Need result for integral
Sin(ax)*Sin(ax) Between Infinity and 0

Cant find this anywhere but there is a standard result with a in it.

2. Jun 12, 2012

### micromass

Staff Emeritus
That integral won't exist in general.

3. Jun 12, 2012

### Nick789

Should do need it for a normalisation problem

have to square the wavefunction then integrate

wavefuction form: sin(ax)

so need to integrate sin(ax)^2 over all space

problem is part of infinite square well limits should between infinity and 0.
V=0 for x< a
v= infinity for x>a

Maybe I'm thinking of the wrong limits.

should probably be between a and -a ?

Last edited: Jun 12, 2012
4. Jun 12, 2012

### Whovian

Think about it. It's periodic and always nonnegative. Assuming a≠0, every period will have finite area.
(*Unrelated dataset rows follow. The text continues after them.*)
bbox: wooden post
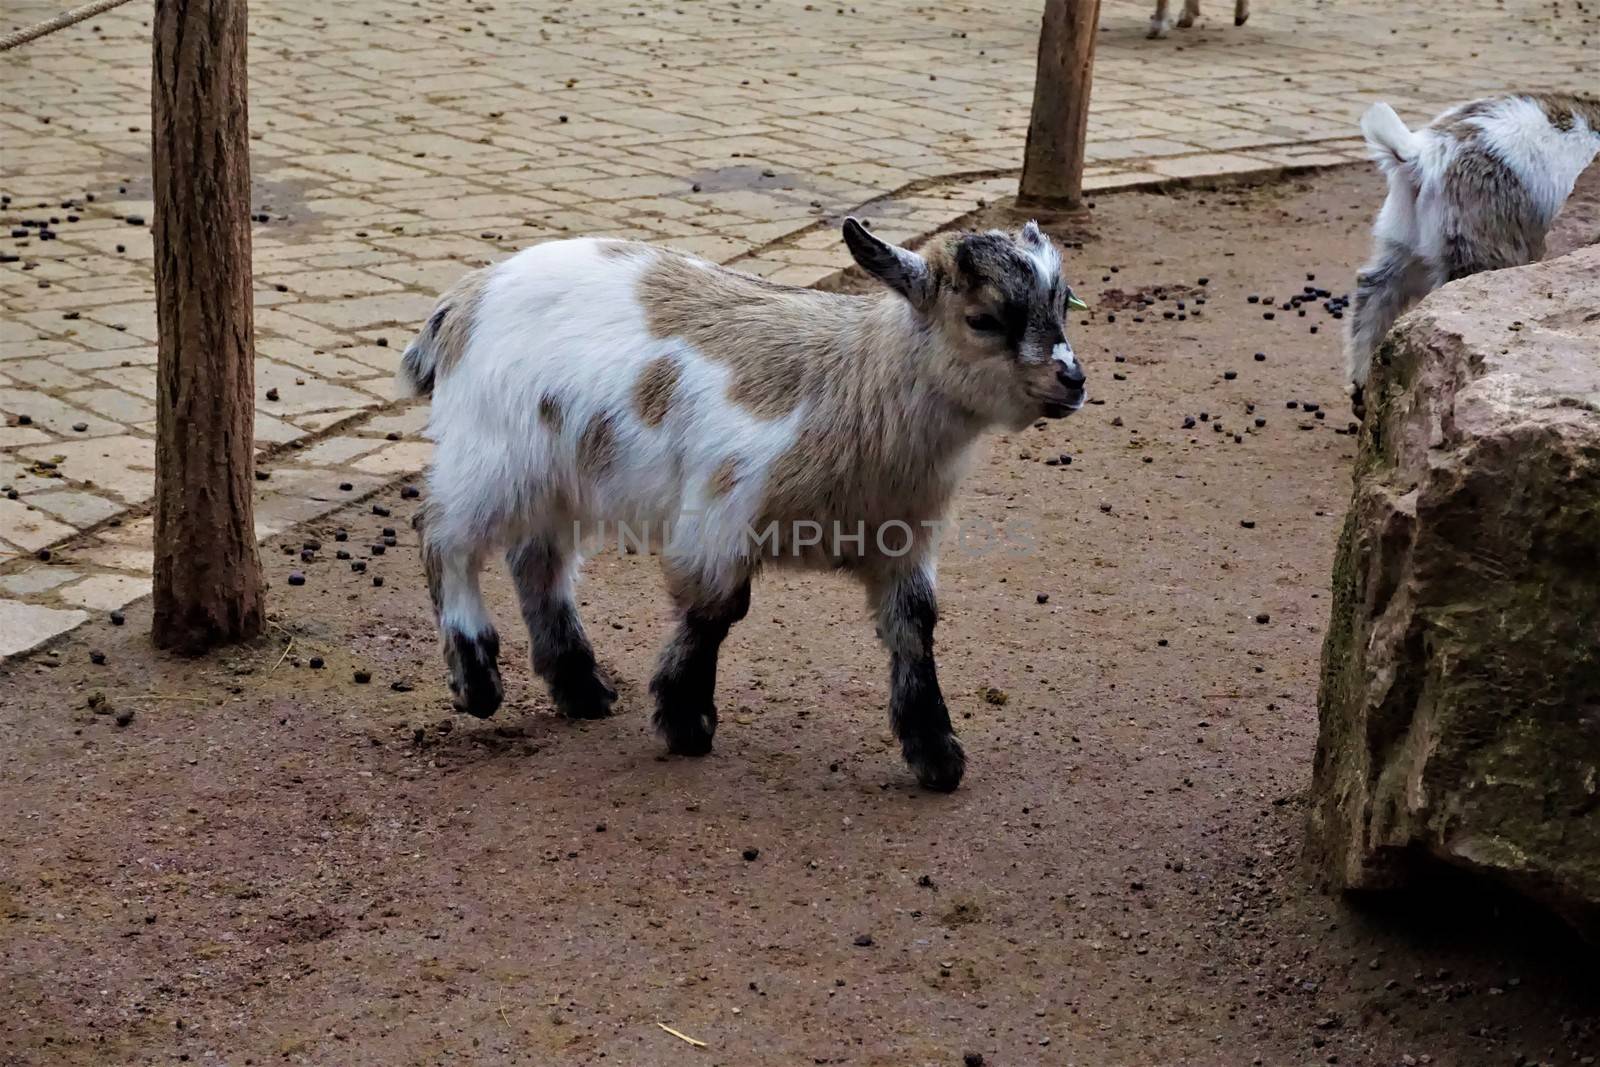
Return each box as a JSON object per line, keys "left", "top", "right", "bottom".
{"left": 1018, "top": 0, "right": 1101, "bottom": 209}
{"left": 150, "top": 0, "right": 265, "bottom": 652}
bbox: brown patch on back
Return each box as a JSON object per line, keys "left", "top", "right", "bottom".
{"left": 1435, "top": 98, "right": 1498, "bottom": 142}
{"left": 1529, "top": 92, "right": 1600, "bottom": 134}
{"left": 707, "top": 456, "right": 741, "bottom": 497}
{"left": 538, "top": 395, "right": 564, "bottom": 434}
{"left": 431, "top": 268, "right": 490, "bottom": 381}
{"left": 577, "top": 412, "right": 618, "bottom": 475}
{"left": 633, "top": 356, "right": 682, "bottom": 427}
{"left": 635, "top": 252, "right": 843, "bottom": 420}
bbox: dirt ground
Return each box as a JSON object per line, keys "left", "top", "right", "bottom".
{"left": 3, "top": 167, "right": 1597, "bottom": 1067}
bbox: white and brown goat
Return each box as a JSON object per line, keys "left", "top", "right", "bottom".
{"left": 1347, "top": 92, "right": 1600, "bottom": 416}
{"left": 398, "top": 221, "right": 1088, "bottom": 791}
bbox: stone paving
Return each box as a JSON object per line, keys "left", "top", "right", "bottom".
{"left": 1, "top": 0, "right": 1595, "bottom": 655}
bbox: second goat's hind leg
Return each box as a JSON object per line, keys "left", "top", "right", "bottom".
{"left": 507, "top": 531, "right": 617, "bottom": 720}
{"left": 420, "top": 509, "right": 504, "bottom": 719}
{"left": 650, "top": 566, "right": 751, "bottom": 757}
{"left": 1178, "top": 0, "right": 1201, "bottom": 28}
{"left": 1346, "top": 241, "right": 1434, "bottom": 418}
{"left": 1234, "top": 0, "right": 1249, "bottom": 25}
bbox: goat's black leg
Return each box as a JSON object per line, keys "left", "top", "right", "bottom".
{"left": 874, "top": 567, "right": 964, "bottom": 792}
{"left": 507, "top": 536, "right": 616, "bottom": 719}
{"left": 418, "top": 506, "right": 503, "bottom": 718}
{"left": 651, "top": 571, "right": 751, "bottom": 756}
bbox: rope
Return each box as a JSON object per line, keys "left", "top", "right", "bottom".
{"left": 1, "top": 0, "right": 139, "bottom": 52}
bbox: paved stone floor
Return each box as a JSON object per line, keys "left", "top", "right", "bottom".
{"left": 1, "top": 0, "right": 1595, "bottom": 655}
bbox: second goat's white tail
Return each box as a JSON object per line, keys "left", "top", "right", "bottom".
{"left": 1360, "top": 102, "right": 1421, "bottom": 173}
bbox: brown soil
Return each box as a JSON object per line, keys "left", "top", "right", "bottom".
{"left": 3, "top": 167, "right": 1595, "bottom": 1067}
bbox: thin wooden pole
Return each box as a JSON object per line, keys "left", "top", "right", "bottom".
{"left": 150, "top": 0, "right": 265, "bottom": 652}
{"left": 1018, "top": 0, "right": 1102, "bottom": 209}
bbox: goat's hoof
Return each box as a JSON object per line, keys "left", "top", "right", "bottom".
{"left": 1176, "top": 14, "right": 1196, "bottom": 27}
{"left": 449, "top": 674, "right": 503, "bottom": 719}
{"left": 904, "top": 733, "right": 966, "bottom": 793}
{"left": 1235, "top": 13, "right": 1249, "bottom": 24}
{"left": 657, "top": 707, "right": 717, "bottom": 756}
{"left": 552, "top": 671, "right": 618, "bottom": 720}
{"left": 1146, "top": 22, "right": 1170, "bottom": 38}
{"left": 446, "top": 631, "right": 502, "bottom": 718}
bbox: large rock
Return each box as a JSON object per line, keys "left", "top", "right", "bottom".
{"left": 1311, "top": 245, "right": 1600, "bottom": 939}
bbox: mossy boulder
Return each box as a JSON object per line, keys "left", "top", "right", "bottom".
{"left": 1310, "top": 245, "right": 1600, "bottom": 940}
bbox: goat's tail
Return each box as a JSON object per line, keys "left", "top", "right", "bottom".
{"left": 1360, "top": 103, "right": 1421, "bottom": 174}
{"left": 397, "top": 304, "right": 448, "bottom": 398}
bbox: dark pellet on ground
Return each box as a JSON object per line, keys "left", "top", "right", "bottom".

So the sum of the areas of the infinite periods ...

5. Jun 12, 2012

### algebrat

the wave function is zero where the potential is infinite

6. Jun 12, 2012

### Nick789

Yeah my limits are wrong because the well is bound between a and -a

so need integral between -a and a for sin(ax)^2

7. Jun 12, 2012

### Millennial

You mean $\displaystyle \int_{-a}^{a}\sin^2(ax)dx$ I presume.
Did you try the half-angle identity and u-substitution?

8. Jun 12, 2012

### rbj

Nick, take a look at http://en.wikipedia.org/wiki/Wikipedia:Math and learn (it's very easy) a little math-symbol paste-up, like LaTeX. perhaps there is a better description somewhere.

just remember that $\sin^2(x)$ has an average value of 1/2 and if you integrate any non-zero constant over anything to $\infty$, you will get an infinite number. and i am wondering if the limits should be from -1/a to +1/a ? or should it be a 1/a in the sin() argument?